Le président de la République, Emmanuel Macron.

Le président de la République, Emmanuel Macron. - Ludovic Marin - AFP

En réponse aux revendications des gilets jaunes, le président de la République a annoncé une série de mesures en faveur du pouvoir d'achat le 10 décembre. Pour les financer, l'État devra faire des économies, mais la défense sera épargnée.

Emmanuel Macron a promis dimanche qu'il "n'y aura aucune économie sur la défense et nos armées" pour financer les mesures annoncées par le gouvernement afin de répondre à ce qu'il a qualifié de "colère juste" des "gilets jaunes".

Vendredi, le Parlement a adopté le projet de loi censé apaiser les "gilets jaunes", et prévoyant des mesures d'urgence économiques et sociales : défiscalisation des heures supplémentaires, exonération élargie de la hausse de CSG pour des retraités et possibilité pour les entreprises de verser une "prime exceptionnelle" de 1000 euros, exonérée de toutes cotisations sociales et d'impôt sur le revenu, à leurs salariés rémunérés jusqu'à 3600 euros.

Ces mesures avaient été formulées par le chef de l'État le 10 décembre, après plusieurs semaines de grogne sociale et des manifestations émaillées de violences. "C'est une réponse pleinement assumée que j'ai voulue à ce que j'ai considéré être la demande juste, la colère juste du peuple français", a-t-il justifié.

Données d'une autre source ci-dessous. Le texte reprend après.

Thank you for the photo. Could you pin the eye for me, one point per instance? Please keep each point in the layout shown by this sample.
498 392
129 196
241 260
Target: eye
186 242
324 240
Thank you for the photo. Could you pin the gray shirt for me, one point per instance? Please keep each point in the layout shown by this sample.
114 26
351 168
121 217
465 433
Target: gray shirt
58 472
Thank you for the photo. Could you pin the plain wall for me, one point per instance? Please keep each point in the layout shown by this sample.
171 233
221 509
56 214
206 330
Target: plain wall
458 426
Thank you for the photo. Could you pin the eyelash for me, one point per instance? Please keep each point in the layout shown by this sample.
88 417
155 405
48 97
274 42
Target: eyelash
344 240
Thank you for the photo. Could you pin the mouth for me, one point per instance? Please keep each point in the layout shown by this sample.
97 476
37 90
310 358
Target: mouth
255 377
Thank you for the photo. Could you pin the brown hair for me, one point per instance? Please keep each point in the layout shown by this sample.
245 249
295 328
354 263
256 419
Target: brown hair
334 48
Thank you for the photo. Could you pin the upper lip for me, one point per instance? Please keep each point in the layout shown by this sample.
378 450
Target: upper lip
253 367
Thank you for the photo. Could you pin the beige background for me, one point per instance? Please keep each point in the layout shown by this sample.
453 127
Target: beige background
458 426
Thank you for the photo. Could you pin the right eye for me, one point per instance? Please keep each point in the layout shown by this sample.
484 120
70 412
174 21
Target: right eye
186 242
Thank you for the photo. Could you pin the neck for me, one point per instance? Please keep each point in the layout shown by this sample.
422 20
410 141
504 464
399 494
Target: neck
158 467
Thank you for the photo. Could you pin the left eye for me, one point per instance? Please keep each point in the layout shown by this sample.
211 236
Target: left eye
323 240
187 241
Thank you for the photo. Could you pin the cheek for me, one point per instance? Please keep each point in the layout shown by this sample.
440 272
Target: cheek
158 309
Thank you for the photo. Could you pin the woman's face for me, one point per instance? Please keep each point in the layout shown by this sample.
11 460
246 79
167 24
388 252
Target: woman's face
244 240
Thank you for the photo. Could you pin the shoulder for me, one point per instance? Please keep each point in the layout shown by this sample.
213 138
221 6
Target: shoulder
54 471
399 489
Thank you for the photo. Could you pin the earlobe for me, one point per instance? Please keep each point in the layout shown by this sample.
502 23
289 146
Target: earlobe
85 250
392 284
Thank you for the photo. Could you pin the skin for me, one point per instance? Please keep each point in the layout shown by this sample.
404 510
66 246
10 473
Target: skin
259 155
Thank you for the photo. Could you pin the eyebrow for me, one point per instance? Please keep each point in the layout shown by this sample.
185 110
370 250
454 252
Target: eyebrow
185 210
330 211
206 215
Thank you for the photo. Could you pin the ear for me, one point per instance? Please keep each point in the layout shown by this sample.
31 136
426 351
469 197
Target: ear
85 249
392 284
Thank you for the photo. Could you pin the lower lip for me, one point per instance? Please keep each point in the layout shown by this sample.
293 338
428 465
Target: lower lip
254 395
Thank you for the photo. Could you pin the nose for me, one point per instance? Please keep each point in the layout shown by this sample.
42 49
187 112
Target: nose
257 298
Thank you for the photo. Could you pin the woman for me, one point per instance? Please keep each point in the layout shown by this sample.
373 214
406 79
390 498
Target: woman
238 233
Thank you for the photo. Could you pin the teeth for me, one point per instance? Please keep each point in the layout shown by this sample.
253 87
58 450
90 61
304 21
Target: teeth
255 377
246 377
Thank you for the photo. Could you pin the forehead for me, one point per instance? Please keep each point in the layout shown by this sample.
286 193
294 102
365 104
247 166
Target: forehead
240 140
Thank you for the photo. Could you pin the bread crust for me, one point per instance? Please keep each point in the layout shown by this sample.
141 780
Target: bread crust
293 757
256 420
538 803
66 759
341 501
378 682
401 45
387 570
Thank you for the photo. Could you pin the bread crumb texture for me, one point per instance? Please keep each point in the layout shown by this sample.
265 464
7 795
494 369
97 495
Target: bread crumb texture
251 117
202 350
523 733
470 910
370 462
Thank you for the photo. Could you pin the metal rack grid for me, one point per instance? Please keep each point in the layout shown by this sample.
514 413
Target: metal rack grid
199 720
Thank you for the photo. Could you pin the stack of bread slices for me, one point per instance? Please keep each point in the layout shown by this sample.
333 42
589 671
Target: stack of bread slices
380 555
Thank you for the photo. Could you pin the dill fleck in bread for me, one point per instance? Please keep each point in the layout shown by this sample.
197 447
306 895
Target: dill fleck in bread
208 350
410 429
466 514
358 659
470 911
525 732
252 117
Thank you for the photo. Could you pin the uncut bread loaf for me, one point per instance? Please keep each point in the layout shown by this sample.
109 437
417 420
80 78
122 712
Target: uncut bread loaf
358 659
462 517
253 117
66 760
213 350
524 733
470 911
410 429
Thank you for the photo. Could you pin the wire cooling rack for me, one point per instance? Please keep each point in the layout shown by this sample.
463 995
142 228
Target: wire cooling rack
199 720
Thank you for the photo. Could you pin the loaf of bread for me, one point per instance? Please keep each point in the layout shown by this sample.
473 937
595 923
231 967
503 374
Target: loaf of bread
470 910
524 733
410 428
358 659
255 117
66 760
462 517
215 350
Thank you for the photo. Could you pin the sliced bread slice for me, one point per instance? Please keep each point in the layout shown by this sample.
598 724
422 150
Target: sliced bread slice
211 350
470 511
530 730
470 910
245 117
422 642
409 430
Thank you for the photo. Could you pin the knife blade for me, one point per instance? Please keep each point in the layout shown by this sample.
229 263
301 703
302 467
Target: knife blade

Mais elle a un coût qui sera absorbé par "des économies en matière de dépenses publiques", a-t-il rappelé.

C'est "ce que nous devons à nos soldats"

"Il n'y aura aucune économie faite sur la défense, nos armées et la loi de programmation militaire", a toutefois assuré Emmanuel Macron, interrogé par l'AFP, au cours d'une conférence de presse au Tchad où il a rendu visite aux soldats de la force Barkhane.

"Nous avons pris la peine en début de quinquennat d'avoir une analyse de notre situation stratégique, d'autre part [...] de préparer cette loi de programmation, [qui] a été longuement débattue et votée", a-t-il poursuivi, estimant que cette loi est "ce que nous devons à nos soldats, à leur quotidien. C'est ce que nous devons à nos concitoyens parce que c'est leur défense et leur sécurité, aujourd'hui et demain, parce que la menace est constamment en train de changer".

Samedi, une nouvelle mobilisation a rassemblé quelque 40.000 personnes en France, soit deux fois moins qu'une semaine plus tôt. À deux jours de Noël, une période de répit semble ainsi se dessiner pour l'exécutif même si des "gilets jaunes" promettent de reprendre dès janvier.